To add a further variable in to this situation, MPC have assigned 2013 TX68 a condition code of 8 for  its orbit uncertainty (10=highly uncertain and 0 = "good"), which is due to the fact that 2013 TX68 was only tracked for 3 days when it was initially discovered/observed - before it was 'lost' again.

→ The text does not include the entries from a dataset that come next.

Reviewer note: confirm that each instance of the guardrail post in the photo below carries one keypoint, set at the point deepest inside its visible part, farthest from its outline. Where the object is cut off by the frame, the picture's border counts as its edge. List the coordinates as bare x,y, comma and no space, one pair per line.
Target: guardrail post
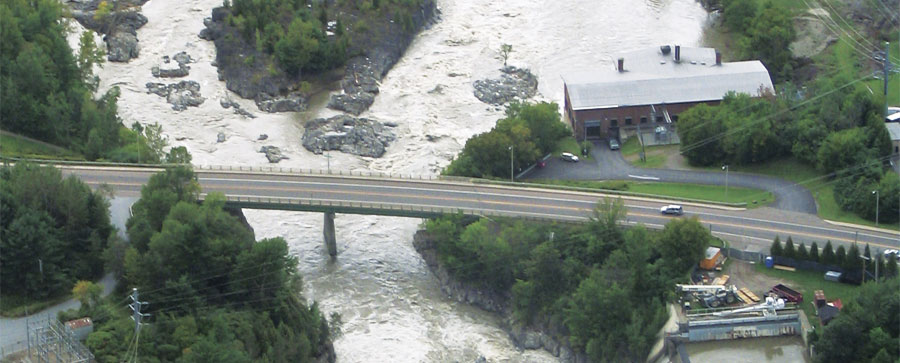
328,232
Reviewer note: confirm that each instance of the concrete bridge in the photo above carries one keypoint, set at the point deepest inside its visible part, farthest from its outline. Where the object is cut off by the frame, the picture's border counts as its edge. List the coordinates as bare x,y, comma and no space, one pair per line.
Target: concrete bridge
422,197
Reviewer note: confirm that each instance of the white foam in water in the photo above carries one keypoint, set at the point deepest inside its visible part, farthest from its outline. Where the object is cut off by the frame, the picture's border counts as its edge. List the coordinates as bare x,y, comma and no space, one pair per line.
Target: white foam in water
392,308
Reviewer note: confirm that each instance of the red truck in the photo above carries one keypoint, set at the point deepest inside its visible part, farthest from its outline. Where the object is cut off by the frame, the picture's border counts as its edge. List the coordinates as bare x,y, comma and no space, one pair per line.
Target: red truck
787,293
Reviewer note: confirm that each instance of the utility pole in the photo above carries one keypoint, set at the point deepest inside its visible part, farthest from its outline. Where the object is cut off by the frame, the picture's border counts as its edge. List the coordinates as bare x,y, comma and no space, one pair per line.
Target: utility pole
641,138
512,173
136,308
885,67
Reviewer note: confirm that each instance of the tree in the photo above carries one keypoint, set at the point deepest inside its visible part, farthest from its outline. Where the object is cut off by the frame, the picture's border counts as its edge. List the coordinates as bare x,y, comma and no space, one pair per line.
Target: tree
88,293
840,257
828,257
683,243
814,253
802,254
776,249
789,250
505,49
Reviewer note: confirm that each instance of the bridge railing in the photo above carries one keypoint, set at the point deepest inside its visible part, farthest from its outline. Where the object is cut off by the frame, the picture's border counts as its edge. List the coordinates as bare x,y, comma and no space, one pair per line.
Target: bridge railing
378,174
375,208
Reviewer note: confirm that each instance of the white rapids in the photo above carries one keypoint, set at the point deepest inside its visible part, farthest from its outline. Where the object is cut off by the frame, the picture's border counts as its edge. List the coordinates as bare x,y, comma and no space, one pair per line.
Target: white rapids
392,308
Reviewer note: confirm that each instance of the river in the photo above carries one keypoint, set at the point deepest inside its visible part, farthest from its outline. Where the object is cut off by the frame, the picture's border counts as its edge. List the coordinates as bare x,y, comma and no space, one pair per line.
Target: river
391,305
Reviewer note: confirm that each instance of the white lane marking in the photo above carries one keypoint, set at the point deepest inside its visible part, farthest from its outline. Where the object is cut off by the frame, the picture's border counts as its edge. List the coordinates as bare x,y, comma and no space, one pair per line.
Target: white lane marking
576,201
641,177
769,221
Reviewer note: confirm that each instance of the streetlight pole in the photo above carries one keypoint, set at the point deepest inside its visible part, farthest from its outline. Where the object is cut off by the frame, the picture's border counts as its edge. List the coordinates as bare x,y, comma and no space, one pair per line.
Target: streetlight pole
512,173
725,167
876,206
328,158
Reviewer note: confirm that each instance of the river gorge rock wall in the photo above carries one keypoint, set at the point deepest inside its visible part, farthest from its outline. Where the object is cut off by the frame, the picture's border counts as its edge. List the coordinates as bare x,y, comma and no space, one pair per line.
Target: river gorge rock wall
545,335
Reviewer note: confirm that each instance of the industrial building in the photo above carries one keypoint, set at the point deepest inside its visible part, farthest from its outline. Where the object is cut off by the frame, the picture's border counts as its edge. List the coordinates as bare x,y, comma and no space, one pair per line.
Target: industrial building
649,88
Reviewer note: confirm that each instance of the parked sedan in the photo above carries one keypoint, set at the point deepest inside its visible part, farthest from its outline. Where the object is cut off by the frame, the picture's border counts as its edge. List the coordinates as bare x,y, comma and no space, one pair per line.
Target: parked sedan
568,157
672,209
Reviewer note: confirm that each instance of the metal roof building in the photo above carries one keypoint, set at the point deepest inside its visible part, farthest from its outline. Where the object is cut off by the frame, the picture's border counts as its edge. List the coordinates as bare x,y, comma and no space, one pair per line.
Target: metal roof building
652,86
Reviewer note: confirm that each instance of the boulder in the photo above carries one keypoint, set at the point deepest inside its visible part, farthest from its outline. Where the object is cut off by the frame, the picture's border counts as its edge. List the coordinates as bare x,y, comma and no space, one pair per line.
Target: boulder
273,153
181,95
514,84
294,102
121,47
358,136
352,103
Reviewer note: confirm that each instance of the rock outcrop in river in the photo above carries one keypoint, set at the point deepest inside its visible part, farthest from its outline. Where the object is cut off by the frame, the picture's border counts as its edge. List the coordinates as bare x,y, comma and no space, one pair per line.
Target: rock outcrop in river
358,136
247,72
540,335
515,84
119,25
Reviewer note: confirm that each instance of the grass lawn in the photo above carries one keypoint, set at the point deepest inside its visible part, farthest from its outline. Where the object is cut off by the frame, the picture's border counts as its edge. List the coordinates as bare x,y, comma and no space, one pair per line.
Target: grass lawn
15,146
821,188
656,156
12,306
568,144
807,282
676,190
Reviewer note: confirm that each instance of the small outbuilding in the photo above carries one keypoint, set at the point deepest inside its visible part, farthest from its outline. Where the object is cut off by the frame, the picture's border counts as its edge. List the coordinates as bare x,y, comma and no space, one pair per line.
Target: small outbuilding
712,258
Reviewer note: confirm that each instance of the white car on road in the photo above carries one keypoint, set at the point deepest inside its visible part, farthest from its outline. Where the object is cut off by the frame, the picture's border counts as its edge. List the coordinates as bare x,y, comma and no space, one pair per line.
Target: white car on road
568,157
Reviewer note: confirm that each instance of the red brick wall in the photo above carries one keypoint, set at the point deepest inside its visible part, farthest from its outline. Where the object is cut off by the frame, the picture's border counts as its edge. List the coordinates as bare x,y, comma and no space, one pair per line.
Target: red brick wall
620,114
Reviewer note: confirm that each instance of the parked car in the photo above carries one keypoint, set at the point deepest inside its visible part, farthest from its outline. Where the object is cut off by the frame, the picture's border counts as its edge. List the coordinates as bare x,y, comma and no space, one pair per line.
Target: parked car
672,209
568,157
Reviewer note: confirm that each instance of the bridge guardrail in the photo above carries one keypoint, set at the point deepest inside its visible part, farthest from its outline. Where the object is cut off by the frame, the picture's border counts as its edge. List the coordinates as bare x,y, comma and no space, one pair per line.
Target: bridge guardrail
605,191
370,174
396,207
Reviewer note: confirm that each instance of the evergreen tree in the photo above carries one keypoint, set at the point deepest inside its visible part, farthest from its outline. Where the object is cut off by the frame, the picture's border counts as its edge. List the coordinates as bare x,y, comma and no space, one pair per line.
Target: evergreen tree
828,257
814,252
840,256
891,269
801,253
776,249
789,250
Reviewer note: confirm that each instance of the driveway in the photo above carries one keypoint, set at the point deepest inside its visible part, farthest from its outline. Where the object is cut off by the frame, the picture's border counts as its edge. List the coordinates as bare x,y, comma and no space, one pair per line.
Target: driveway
609,165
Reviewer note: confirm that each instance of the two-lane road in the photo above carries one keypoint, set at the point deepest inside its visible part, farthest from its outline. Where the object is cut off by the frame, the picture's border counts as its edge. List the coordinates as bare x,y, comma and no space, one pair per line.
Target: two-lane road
741,227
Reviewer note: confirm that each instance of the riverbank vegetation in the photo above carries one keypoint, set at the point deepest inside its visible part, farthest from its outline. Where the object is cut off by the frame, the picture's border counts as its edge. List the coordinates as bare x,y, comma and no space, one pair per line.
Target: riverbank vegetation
603,286
699,192
214,294
832,122
54,232
866,330
529,132
48,90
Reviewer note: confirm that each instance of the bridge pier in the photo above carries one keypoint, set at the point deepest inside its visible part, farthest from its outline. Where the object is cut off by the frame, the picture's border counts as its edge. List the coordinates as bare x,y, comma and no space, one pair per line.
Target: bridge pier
328,231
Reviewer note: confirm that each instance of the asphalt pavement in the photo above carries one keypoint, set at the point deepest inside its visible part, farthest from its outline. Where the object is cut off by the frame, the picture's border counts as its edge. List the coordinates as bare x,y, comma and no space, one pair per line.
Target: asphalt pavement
609,165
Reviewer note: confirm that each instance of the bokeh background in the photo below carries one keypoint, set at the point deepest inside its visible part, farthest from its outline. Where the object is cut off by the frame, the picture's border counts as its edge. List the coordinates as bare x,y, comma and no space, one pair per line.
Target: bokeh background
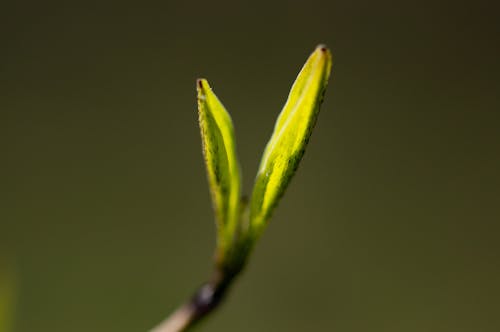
391,223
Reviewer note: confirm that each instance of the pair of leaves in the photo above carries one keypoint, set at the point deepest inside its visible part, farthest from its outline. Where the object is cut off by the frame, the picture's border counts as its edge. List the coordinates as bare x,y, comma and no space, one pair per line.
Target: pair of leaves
279,161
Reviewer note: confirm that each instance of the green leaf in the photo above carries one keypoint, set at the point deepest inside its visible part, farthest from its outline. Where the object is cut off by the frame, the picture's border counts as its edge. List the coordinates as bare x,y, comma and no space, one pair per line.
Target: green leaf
6,298
222,165
289,139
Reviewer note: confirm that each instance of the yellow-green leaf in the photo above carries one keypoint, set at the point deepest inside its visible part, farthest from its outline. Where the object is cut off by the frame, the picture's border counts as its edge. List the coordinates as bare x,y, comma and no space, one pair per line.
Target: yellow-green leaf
289,139
223,172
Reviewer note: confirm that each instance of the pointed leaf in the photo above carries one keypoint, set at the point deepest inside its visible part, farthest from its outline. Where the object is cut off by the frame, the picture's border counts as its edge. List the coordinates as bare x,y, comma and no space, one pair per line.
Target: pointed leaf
291,134
222,165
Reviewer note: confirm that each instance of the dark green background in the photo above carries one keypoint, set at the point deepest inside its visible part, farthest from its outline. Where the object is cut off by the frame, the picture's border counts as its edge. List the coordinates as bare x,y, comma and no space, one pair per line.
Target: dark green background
391,223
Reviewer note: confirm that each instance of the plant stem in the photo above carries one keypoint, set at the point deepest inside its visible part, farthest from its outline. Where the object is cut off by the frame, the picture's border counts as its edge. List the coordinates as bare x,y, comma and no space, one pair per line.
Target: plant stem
203,302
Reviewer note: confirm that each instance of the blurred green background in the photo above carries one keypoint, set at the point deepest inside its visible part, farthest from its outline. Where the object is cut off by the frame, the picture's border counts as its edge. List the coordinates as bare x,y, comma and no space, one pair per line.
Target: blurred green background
391,223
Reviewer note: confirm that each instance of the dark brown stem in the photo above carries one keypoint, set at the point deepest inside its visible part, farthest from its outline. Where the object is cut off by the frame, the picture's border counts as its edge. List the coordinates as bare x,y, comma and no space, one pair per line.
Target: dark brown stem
205,300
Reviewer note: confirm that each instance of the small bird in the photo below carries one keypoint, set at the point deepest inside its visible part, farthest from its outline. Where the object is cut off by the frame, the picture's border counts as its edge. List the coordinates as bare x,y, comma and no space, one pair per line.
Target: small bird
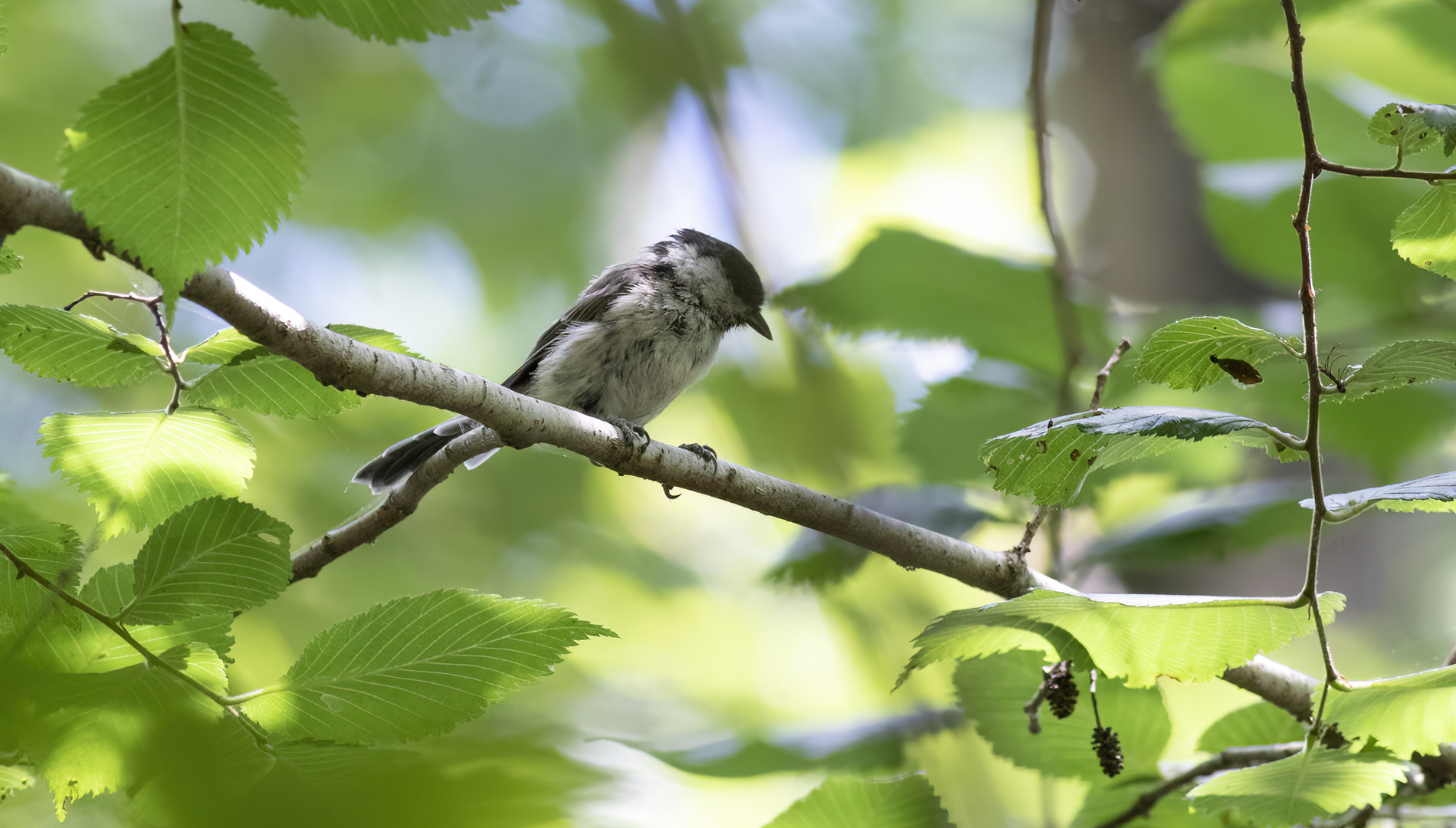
637,337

Let me make myself perfectly clear:  I'm not suggesting 2013 TX68 will hit Earth, inferring it or stirring-up 'fear-porn'.  I'm just a little perplexed by the apparent of confusion --regarding when it will make its close-approaches to Earth-- and mentioning that there's a very wide margin of 'error' between the distances NASA are reporting for its 08-March-2016 close-approach.

Stay tuned!

Write to:
meteordetective AT gmail DOT com.

2016 The THIRD Year of "CERTAIN Uncertainty" ™ / Meteors, Asteroids, Comets, and MORE!!

1 comment:

aHEMagain said...

I've also been trying to understand the changes being reported on 2013-TX68.

My primary question is whether the changes I list below are typical in your experience, rare, or unique? It seems strange that they would have decided to go include the original set of "pre-observations" in the first place. Then continuing to add "observations" implies to me confidence in the orbit to be able and go back and pick out further matches.

Why are they doing all of this?

TIMELINE:
All records I can access show NASA as reporting a 2016-Mar-05 flyby with a nominal pass @ 1.3 LD as of 2016-Feb-03 http://www.spaceweather.com/archive.php?view=1&day=03&month=02&year=2016 . That was apparently based on the original 3 days worth of observations.

Then around 2016-Feb-04 they added 7 days of "pre-observation" sightings. This resulted in a 2016-Mar-05 flyby with a nominal pass of 0.044 LD. http://www.spaceweather.com/archive.php?view=1&day=04&month=02&year=2016 .

Although they issued a story about this on the 5th http://www.jpl.nasa.gov/news/news.php?feature=4888 and spaceweather.com had a change in their tables, some NASA pages were still reporting the original data as of the 8th https://web.archive.org/web/20160208054926/http://neo.jpl.nasa.gov/ca/ .

Then on 2016-Mar-25 NASA updated their story @ http://www.jpl.nasa.gov/news/news.php?feature=4888 reporting that "new observations" had further refined the orbit to a 2016-Mar-08 flyby with a nominal pass of 13 LD and a min of 0.08 LD.

That's a awful lot of numbers changing in a short while, to still be saying how certain they are of everything.